The Securities and Exchange Board of India (SEBI) has granted certain significant relaxations with respect to new capital raises / preferential allotments by stressed public listed companies. These are effective 22 June 2020, through appropriate amendments to the Securities and Exchange Board of India (Substantial Acquisition of Shares and Takeovers) Regulations, 2011 (Takeover Regulations) and the Securities and Exchange Board of India (Issue of Capital and Disclosure Requirements) Regulations, 2018 (ICDR Regulations).

Key Relaxations

  • Relaxation of floor price: The issue price for fresh capital is now based on a lookback of two weeks (instead of higher of two weeks and twenty six weeks) volume weighted average pricing preceding the relevant date i.e. typically the date of board approval.
  • MTO Exemption: If the capital raise results in a change in control / an acquisition greater than 25% stake in favour of the new investor, there is now a blanket exemption from a mandatory tender offer.
  • Stressed Company: To qualify as a stressed company, issuer must meet at least 2 out of the following 3 conditions:
    • credit rating downgraded to “D”.
    • disclosure of all payment defaults to financial creditors, and where such default has occurred, must have continued for at least 90 days.
    • an intercreditor agreement has been signed in accordance with the 7 June 2019 RBI Restructuring Circular.
  • Public Shareholder Vote: Majority of public shareholders (present and voting standard) have voted in favour of the capital raise.
  • Use of Proceeds: Proceeds can neither be used to repay affiliates / promoter nor can the preferential allotment be made in favour of promoters.
  • Lock-in of new securities: 36 months lock-in from date of trading approval.
  • Key Considerations

    The relaxations granted by SEBI are well crafted to encourage fund infusion into stressed listed companies – a few observations worth considering are below:

    Preference Pricing: The 26 week average is invariably higher than the price determined in the 2 weeks preceding the relevant date (given the current state of the listed co); so this rule change could significantly reduce the regulatory floor price for new money investors.
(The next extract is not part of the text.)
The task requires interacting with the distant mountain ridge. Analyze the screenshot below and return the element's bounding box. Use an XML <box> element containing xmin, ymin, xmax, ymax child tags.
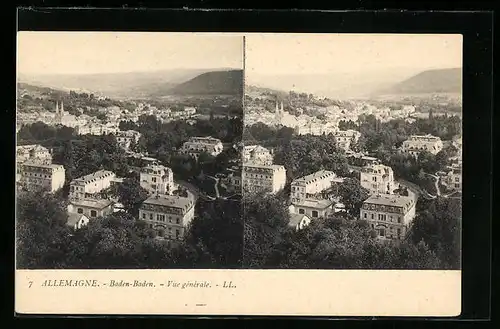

    MTO Exemption: Given the deteriorating condition of the stressed listed target, no outlay is now required for a secondary purchase by the new money investor – this also awards greater certainty on final fund flow and equity holding in the target.

    Shareholder Approval: Since the proposal will be to aid a stressed target, there is high likelihood of such approvals coming through.

    Lock-in: The 36 month lock-in appears to be in lieu of the relaxations granted, this is currently 12 months.

    Convertible securities: The amendments are ambiguous as to whether the relaxations are only for issuance of new equity shares, or if they are also applicable to issuance of convertible securities (e.g. convertible bonds / preference shares).

    Conclusion:

    The relaxation granted by SEBI is expected to play a significant role in stabilizing funding requirements of stressed listed companies, and at the same time grant investors and strategic partners an opportunity to invest in stressed companies at muted valuations – all this without the additional obligation of triggering a mandatory tender offer.